Does this mean that the Service Delivery function should lead the Customer Experience? In the real world this does not work. Why? First, because the people in this function don’t have clout. In many B2B organisations that I have experienced, the service delivery folks are seen merely as a channel for servicing clients not different to captive prostitutes who have to do what they are told to do. Second, the customers expectations have often be set, incorrectly, by the organisations Marketing function (marketing messages) and the Sales function (promising the world in 30 seconds).
Let’s take a look at the role of the Account Manager. Some B2B organisations appoint Account Managers, especially for significant customers, and hold them responsible for the customer’s experience and the relationship. I have filled that role on more than one occasion. What can I tell you? I can tell you that my effectiveness in shaping the customer experience depended on the willingness of many players in the organisation agreeing to do, and not do, what I requested. Was this easy? No, not at all. Ultimately, the players in the customer experience chain were focussed on their personal-team-functional objectives and priorities not my concerns or commitments to my customers.
Should the CEO lead the Customer Experience in a B2B organisation?
My experience of CEOs is that they are into growth, revenues, costs, profits, and dealing with internal conflicts between powerful parties in the organisation. I have yet to see a CEO that was into the Customer Experience. Yes, I have seen CEOs turn up for the PR events and that does not mean that CEOs are into the Customer Experience thing.
I am clear that the CEO can, personally, lead the Customer Experience for a relatively small professional services organisation. The organisation has to be so small that the CEO knows everyone and sees just about everything. I am also clear that in large organisations the CEO cannot directly lead the Customer Experience simply because he does not have adequate visibility nor control of what goes on in the organisation.
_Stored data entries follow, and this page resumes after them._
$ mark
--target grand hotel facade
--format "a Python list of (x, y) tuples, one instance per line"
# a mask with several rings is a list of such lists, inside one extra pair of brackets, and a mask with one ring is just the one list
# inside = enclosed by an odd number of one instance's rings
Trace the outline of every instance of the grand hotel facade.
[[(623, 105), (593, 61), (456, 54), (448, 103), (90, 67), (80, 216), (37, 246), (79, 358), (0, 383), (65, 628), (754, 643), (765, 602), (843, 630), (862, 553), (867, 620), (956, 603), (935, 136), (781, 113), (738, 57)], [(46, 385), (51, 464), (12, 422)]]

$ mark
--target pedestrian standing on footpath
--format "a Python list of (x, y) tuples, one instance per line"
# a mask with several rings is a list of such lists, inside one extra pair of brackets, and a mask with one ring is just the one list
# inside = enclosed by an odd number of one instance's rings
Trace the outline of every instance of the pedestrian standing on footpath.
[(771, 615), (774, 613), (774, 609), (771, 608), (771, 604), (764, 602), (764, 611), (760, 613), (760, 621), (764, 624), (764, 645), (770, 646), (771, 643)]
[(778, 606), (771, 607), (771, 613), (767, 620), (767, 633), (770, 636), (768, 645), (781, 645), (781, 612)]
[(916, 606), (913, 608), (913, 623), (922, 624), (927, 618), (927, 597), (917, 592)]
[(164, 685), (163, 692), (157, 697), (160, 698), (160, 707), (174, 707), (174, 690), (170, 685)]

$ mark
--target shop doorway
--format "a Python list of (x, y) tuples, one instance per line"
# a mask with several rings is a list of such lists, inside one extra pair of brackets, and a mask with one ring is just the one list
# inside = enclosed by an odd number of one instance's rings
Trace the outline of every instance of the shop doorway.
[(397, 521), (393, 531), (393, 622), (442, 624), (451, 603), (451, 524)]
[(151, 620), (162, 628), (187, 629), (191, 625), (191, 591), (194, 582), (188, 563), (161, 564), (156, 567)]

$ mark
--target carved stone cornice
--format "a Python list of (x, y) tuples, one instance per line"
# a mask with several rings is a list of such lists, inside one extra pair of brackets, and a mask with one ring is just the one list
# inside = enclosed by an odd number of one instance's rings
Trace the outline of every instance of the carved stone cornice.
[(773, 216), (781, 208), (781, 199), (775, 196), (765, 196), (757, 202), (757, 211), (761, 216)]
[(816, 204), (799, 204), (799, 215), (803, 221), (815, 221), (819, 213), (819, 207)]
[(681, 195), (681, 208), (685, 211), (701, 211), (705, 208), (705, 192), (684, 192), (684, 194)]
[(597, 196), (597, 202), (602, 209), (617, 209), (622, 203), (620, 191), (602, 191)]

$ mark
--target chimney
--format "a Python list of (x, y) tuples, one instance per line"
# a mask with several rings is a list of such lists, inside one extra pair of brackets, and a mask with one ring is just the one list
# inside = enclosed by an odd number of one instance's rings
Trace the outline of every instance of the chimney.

Can the CEO lead the Customer Experience indirectly? Yes, he can. How? By setting priorities. By formulating and communicating the right policies. By putting in place the right practices. By putting the right people in the right positions. By being a visible exemplar of the kind of behaviour that is being asked.
Bake the Customer Experience into the structure and relationships that drive the organisational behaviour and performance
Do you notice what is going on here? The indirect approach to Customer Experience is not about owning the Customer Experience. Nor is it about leading the Customer Experience. No, the indirect approach is about shaping the ‘system’ so that it naturally does that which needs to be done for the desired Customer Experience to be delivered. Some people refer to this as the culture of the organisation. Those who study complex systems like bird flocking keep pointing out that amazing order/alignment can occur without a central commander issuing commands. Instead all the players in the game follow simply rules. And it is these rules that allow order to emerge without needing anyone to do the ordering.